= Francesco D'Auria =

Italian composer

Francesco Mariano D'Auria (1841-1919) was an Italian conductor, composer, and music educator. He began his career in his native country but after 1881 he was active in North America. Some of his more well known compositions include the cantatas The Sea King's Bride (1890), Crusader's Ransom (1891), and Gulnare (1892); the latter of which is considered his best and most innovative work. A number of his songs were published by Abraham Nordheimer between 1888–1893 and Whaley Royce published one of his anthems.

==Life and career==
Born in Naples, D'Auria began his career as a conductor in his native country in the 1860s. He toured to the United States in 1881-1882 as the conductor for Adelina Patti's concert tour. He liked the country so much that he immigrated to the United States soon after, working as a conductor in New York City and Cincinnati in the mid-1880s.

In 1887, D'Auria moved to Canada to join the voice faculty of the Toronto Conservatory of Music where he taught for 8 years. Among his notable pupils there were W. H. Hewlett, Edith Jane Miller, and J. D. A. Tripp. In 1890, he formed and conducted the short lived Toronto Symphony Orchestra (no relation to the current orchestra of that name) which gave several concerts during the early 1890s but disbanded due to financial reasons. In 1895, he joined the faculty of the Winnipeg Conservatory where he remained for two years.

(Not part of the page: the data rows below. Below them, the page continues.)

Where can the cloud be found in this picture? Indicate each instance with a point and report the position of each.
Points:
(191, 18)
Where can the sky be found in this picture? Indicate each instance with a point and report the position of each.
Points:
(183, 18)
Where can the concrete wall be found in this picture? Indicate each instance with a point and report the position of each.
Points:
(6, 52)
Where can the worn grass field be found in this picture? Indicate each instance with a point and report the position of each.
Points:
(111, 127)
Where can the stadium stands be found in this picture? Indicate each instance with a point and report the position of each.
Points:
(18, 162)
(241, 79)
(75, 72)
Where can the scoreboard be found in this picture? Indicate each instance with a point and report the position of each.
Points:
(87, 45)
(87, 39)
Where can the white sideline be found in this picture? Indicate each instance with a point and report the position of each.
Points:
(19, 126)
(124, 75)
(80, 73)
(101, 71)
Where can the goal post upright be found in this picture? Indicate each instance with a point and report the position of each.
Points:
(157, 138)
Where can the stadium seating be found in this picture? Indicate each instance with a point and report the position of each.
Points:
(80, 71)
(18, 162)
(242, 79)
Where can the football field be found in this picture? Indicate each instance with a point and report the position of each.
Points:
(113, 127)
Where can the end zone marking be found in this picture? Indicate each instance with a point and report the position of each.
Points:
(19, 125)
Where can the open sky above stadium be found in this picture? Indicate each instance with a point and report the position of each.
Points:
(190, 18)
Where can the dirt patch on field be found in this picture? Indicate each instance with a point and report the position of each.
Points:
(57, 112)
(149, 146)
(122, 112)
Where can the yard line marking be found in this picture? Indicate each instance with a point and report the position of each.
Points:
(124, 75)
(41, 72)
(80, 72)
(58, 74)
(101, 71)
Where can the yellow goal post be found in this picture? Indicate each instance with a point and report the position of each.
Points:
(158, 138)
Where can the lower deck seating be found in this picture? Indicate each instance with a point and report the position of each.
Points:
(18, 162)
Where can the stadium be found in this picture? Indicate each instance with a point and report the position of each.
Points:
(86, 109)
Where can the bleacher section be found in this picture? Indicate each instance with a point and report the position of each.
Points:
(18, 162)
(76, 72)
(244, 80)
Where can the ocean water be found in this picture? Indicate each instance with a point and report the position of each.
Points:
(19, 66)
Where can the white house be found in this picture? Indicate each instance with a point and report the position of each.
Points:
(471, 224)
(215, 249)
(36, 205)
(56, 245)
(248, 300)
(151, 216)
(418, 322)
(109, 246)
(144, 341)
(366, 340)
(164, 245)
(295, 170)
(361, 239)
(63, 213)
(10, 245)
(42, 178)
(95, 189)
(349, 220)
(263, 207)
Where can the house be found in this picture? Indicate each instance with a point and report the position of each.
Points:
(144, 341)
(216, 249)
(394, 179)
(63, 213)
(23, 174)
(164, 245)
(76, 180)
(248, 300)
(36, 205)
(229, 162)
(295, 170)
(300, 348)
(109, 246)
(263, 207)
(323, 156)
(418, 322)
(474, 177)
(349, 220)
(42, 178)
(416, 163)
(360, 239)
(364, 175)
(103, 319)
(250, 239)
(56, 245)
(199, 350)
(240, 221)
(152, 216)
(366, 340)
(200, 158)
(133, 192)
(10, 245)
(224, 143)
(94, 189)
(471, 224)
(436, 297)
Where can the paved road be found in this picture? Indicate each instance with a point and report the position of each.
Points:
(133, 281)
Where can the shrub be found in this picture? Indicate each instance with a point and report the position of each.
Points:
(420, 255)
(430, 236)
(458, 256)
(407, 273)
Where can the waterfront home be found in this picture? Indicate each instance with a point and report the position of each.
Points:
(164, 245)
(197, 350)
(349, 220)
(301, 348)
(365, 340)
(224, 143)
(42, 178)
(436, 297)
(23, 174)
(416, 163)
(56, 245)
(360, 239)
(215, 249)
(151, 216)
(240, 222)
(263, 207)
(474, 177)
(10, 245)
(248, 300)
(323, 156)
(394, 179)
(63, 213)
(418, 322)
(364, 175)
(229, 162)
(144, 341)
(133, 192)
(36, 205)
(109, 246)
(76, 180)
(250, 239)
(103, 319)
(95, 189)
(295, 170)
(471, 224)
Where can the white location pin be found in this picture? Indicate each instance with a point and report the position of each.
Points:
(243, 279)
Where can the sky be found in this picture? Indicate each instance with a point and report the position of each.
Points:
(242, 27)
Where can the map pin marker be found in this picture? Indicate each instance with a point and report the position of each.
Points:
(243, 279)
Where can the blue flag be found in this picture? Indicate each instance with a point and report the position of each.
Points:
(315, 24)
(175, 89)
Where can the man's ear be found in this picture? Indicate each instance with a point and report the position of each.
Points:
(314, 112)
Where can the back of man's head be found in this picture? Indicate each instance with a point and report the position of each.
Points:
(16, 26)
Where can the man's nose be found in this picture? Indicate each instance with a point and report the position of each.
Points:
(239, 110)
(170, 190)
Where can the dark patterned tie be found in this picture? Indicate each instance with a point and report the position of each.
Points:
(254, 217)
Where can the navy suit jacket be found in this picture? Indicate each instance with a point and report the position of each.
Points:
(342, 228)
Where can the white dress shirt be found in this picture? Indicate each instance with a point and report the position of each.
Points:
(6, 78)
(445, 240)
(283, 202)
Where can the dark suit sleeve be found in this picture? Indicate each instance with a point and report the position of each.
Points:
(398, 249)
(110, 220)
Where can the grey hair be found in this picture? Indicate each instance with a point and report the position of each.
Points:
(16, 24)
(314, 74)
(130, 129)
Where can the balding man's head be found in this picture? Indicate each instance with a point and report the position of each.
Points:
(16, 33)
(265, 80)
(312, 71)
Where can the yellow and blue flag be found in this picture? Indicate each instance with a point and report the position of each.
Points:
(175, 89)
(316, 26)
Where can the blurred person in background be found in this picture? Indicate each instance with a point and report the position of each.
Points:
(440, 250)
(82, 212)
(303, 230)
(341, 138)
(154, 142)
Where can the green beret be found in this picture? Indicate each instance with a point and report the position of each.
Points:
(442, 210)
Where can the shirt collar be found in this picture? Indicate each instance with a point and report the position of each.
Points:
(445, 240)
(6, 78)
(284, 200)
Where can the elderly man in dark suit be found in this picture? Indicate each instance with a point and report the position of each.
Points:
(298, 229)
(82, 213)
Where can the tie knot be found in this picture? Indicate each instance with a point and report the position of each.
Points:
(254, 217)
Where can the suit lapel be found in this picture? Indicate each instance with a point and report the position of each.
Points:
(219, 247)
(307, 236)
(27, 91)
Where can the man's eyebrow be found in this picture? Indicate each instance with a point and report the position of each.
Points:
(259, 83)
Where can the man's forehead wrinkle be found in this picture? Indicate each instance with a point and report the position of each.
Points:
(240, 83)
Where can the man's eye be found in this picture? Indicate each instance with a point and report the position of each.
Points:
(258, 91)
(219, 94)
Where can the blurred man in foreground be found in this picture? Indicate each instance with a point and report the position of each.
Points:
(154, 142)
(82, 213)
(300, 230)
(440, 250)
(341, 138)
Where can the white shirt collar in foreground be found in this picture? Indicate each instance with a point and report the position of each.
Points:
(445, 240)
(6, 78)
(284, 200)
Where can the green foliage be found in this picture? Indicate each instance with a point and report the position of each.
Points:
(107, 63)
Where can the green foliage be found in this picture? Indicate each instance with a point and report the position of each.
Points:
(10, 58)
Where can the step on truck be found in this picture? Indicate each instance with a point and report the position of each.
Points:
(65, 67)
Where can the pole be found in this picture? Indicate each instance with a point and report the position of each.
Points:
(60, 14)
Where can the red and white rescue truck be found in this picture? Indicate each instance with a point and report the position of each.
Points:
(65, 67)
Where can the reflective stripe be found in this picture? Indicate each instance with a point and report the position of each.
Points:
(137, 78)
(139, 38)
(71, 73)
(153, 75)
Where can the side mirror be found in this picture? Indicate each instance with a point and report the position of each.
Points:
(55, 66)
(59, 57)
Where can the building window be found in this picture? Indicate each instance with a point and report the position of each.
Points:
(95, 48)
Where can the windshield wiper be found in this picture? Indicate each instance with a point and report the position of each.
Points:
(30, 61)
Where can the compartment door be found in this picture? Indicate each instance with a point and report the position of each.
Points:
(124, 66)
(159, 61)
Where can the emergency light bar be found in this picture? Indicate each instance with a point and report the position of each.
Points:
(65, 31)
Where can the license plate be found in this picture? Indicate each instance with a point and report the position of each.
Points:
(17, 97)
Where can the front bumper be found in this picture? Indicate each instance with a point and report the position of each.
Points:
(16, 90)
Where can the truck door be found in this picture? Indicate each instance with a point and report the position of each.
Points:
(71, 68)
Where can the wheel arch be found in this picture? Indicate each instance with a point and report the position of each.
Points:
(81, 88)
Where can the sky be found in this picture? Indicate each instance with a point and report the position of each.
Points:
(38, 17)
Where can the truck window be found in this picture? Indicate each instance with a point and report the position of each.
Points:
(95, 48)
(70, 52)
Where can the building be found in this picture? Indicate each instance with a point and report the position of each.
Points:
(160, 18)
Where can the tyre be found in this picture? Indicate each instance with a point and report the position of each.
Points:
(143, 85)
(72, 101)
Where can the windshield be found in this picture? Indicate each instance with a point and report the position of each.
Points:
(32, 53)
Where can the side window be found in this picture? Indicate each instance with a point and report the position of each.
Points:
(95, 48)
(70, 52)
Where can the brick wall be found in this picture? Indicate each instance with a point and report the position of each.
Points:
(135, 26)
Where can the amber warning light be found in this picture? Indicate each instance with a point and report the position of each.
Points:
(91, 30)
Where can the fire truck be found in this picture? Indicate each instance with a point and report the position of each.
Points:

D'Auria returned to the United States in 1897, living and working as a music teacher and conductor in Minneapolis for several years. He returned to Canada in 1904, settling in Vancouver where he was active as a teacher and choir conductor. The Vancouver Daily World reported of his death on August 24, 1919, at St. Paul's Hospital, and the Vancouver Province ran an obituary on August 25, where it states that he left a widow and two children, soprano Margherita D'Auria-Eaton and Captain Victor D'Auria.